Monday, Nov. 01, 1948
Born. To Emily Hahn ("Micky") Boxer, 43, best-selling authoress (The Soong Sisters, China To Me), and Major Charles Boxer, 44, Britain's Hong Kong intelligence chief in 1941, now a professor of Portuguese literature at King's College, University of London: their second child, a girl (their first, Carola, according to Author Hahn, was born illegitimately in 1941); in Manhattan. Name: Amanda. Weight: 4 Lbs. 14 oz.
Married. Sabu Dastagir, 24, chesty, India-born cinemactor (Elephant Boy, Black Narcissus), wartime 6-24 tailgunner (he won the D.F.C. in 1945); and Marilyn Cooper, 20, blonde cinema bit player; in Los Angeles.
Died. Elissa Landi, 43, novel-writing stage & screen actress (Count of Monte Cristo, Sign of the Cross), reputedly the granddaughter of Austria's Empress Elizabeth; of cancer; in Kingston, N.Y.
Died. Dr. Alexander Guerry, 58, aggressive vice chancellor (president) of the University of the South (Sewanee), longtime leading Southern educator (president of the University of Chattanooga, 1929-38; president of the Southern University Conference, 1946); of coronary thrombosis; in Knoxville.

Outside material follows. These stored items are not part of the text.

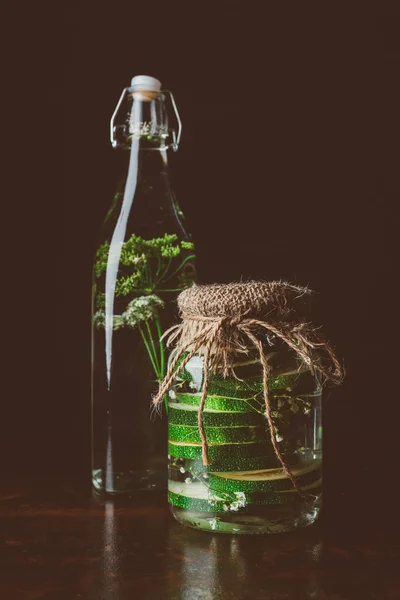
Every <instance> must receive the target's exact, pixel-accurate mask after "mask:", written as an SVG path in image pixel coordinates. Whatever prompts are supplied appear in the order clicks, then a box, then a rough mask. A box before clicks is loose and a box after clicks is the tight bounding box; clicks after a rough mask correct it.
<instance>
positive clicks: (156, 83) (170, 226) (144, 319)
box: [92, 76, 195, 493]
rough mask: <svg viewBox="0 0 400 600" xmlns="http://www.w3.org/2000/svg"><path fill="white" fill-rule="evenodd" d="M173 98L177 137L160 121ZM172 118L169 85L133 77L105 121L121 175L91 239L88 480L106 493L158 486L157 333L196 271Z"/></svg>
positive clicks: (178, 120)
mask: <svg viewBox="0 0 400 600" xmlns="http://www.w3.org/2000/svg"><path fill="white" fill-rule="evenodd" d="M168 101H169V102H170V103H171V104H172V107H173V108H174V110H175V115H176V119H177V122H178V125H179V128H178V134H176V132H175V130H174V129H171V128H170V126H169V123H168V111H167V102H168ZM180 133H181V123H180V119H179V115H178V112H177V109H176V105H175V102H174V99H173V96H172V94H170V92H165V91H161V83H160V82H159V81H158V80H157V79H154V78H153V77H148V76H138V77H134V78H133V79H132V82H131V87H130V88H127V89H125V90H124V91H123V93H122V96H121V98H120V101H119V103H118V105H117V108H116V110H115V112H114V114H113V117H112V119H111V141H112V144H113V146H114V147H115V148H117V149H119V150H120V155H121V162H122V163H123V172H124V174H125V177H124V179H123V180H122V181H121V183H120V185H119V188H118V190H117V193H116V194H115V196H114V199H113V203H112V206H111V208H110V210H109V212H108V214H107V216H106V219H105V222H104V225H103V229H102V231H101V235H100V239H99V243H98V246H97V251H96V256H95V264H94V274H93V296H92V310H93V318H92V481H93V485H94V487H95V488H96V489H97V490H100V491H103V492H107V493H120V492H128V493H129V492H131V491H134V490H144V489H154V488H156V489H159V488H163V487H164V488H165V487H166V484H167V461H166V448H165V444H166V442H165V440H166V420H165V418H159V417H158V416H157V418H156V416H155V415H153V414H152V413H151V398H152V394H154V393H155V392H156V391H157V388H158V382H159V381H160V380H162V378H163V377H164V375H165V371H166V364H167V356H166V348H165V343H164V342H163V340H162V339H161V337H162V334H163V332H164V331H165V330H166V329H167V328H168V327H170V326H171V325H172V324H173V319H174V315H175V302H174V300H175V299H176V296H177V294H178V292H180V291H181V290H182V289H184V288H185V287H186V286H188V285H190V284H191V283H192V282H193V280H194V276H195V267H194V261H195V254H194V245H193V243H192V242H191V241H190V237H189V236H188V234H187V233H186V231H185V229H184V225H183V214H182V212H181V210H180V209H179V206H178V204H177V202H176V199H175V197H174V194H173V191H172V189H171V185H170V181H169V175H168V159H167V150H168V148H170V147H172V148H173V149H174V150H177V148H178V144H179V138H180Z"/></svg>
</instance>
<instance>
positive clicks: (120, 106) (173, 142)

Died. Field Marshal Heinrich Alfred Hermann Walther von Brauchitsch, 67, onetime commander in chief of the German army (1938-41); of coronary thrombosis; in Hamburg, Germany, where he awaited trial as a war criminal. Son of a Prussian cavalry general, Brauchitsch increased the Wehrmacht's motorized divisions from two to six, occupied the Sudetenland, led the 18-day blitz of Poland, took Norway, Belgium, Holland, France, Yugoslavia and Greece.
Died. Augustus Cardinal Hlond, 67, Roman Catholic primate of Poland; of pneumonia; in Warsaw (see RELIGION).
Died. Franz Lehar, 78, operetta composer; of cancer and complications; in Bad Ischl, Austria (see Music).
Died. Wilfred Meynell, 95, poet, essayist, discoverer of drug-addict Poet Francis Thompson; in Pulborough, England. With his poet-wife, the late Alice Meynell, he founded and for twelve years edited the literary review Merry England. In 1888, he received some verses written on blue sugar-bag paper by the starving Thompson, printed the contributions, rescued and cared for the poet for 19 years.
Died. Professor Ludwig Christian Alexander Karlovich Martens, Soviet engineer and onetime party bigwig, "ambassador" to the U.S. of the unrecognized Bolshevik government (from 1919 to 1921); of unexplained causes; in Moscow.